NASA mathematician Katherine Johnson did more than just calculate rocket trajectories for early space missions. Her story, when it was finally told, completely changed people’s perceptions about who has been – and who can be — important in history.
Margot Lee Shetterly, who wrote about Johnson’s life in the book “Hidden Figures: The American Dream and the Untold Story of the Black Women Mathematicians Who Helped Win the Space Race,” called her writing a “recuperative history.” She brought the bits and pieces of people’s lives together to help tell the full story of NASA’s history.
“The women in ‘Hidden Figures’ upend all our perceptions of what it means to be black, to be female, to be a scientist and to be American,” Shetterly said in a speech at the University of Minnesota in 2017. She added that we need to keep finding and telling “these stories until we have the entire spectrum of the experience, not just the tiny slices of the extremes of good experiences or bad experiences, when most of life happens in the middle.”
Johnson died this week at the age of 101, and has been lauded an American hero.
“Ms. Johnson helped our nation enlarge the frontiers of space even as she made huge strides that also opened doors for women and people of color in the universal human quest to explore space,” NASA administrator Jim Bridenstine said in a statement. “At NASA we will never forget her courage and leadership and the milestones we could not have reached without her.”
The “Hidden Figures” book and the 2016 film that followed, tells the stories of Johnson, Dorothy Vaughan and Mary Jackson, Christine Darden and others during a time of Jim Crow laws, when blacks were relegated to the status of second-class citizens and lived under the conditions of legal segregation in the southern United States.
These women worked as mathematicians in the 1940s, 50s and 60s at the all-black West Area Computing section at the Langley Aeronautical Laboratory in Virginia, part of NASA’s founding organization, the National Advisory Committee for Aeronautics’ (NACA). At that time, doing the tedious mathematical calculations by hand for aeronautics and then the early space missions was considered “women’s work,” Shetterly said.
“But these women rolled up their sleeves and were really critical to the work that needed to be done,” she said. “They were serving our country and serving our country’s highest ideals.”
The several dozen African American women who were part of the West Area Computing section were well-qualified and well-educated – some had more education than their white counterparts. The women were dedicated, and their high-quality work powered NASA’s first successful missions. At the same time, Virginia’s segregation laws restricted the women to where they could work and what bathroom they could use.
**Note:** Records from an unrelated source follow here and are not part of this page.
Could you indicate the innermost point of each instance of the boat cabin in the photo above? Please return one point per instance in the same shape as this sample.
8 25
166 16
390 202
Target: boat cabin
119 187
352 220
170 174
“Our office computed all the trajectories,” Johnson told The Virginian-Pilot newspaper in 2012. “You tell me when and where you want it to come down, and I will tell you where and when and how to launch it.”
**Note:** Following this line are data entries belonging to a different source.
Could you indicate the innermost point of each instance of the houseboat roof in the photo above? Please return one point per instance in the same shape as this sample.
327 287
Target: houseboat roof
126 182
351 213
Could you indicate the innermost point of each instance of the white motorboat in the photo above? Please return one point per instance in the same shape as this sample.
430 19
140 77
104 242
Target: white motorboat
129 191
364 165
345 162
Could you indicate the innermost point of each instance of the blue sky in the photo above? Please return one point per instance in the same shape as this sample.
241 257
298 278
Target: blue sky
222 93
In 1961, Johnson computed the trajectory analysis for Alan Shepard’s Freedom 7 Mission, the first to carry an American into space. The next year, as famously portrayed in the “Hidden Figures” movie, Johnson manually verified the calculations of NASA’s IBM 7090 computer, which would control the trajectory of the capsule in John Glenn’s Friendship 7 orbital mission. As a part of the preflight checklist, Glenn asked engineers to “get the girl”—Katherine Johnson—to run the same numbers, but by hand, on her desktop mechanical calculating machine.
“If she says they’re good,’” Johnson recalled the astronaut saying, “then I’m ready to go.” Glenn’s flight was a success, and marked a turning point in the competition between the United States and the Soviet Union in space.
Johnson considered her work on the Apollo missions to the Moon to be her greatest contribution to space exploration. Her calculations helped the lunar lander rendezvous with the orbiting Command and Service Module. She also worked on the Space Shuttle program before retiring in 1986.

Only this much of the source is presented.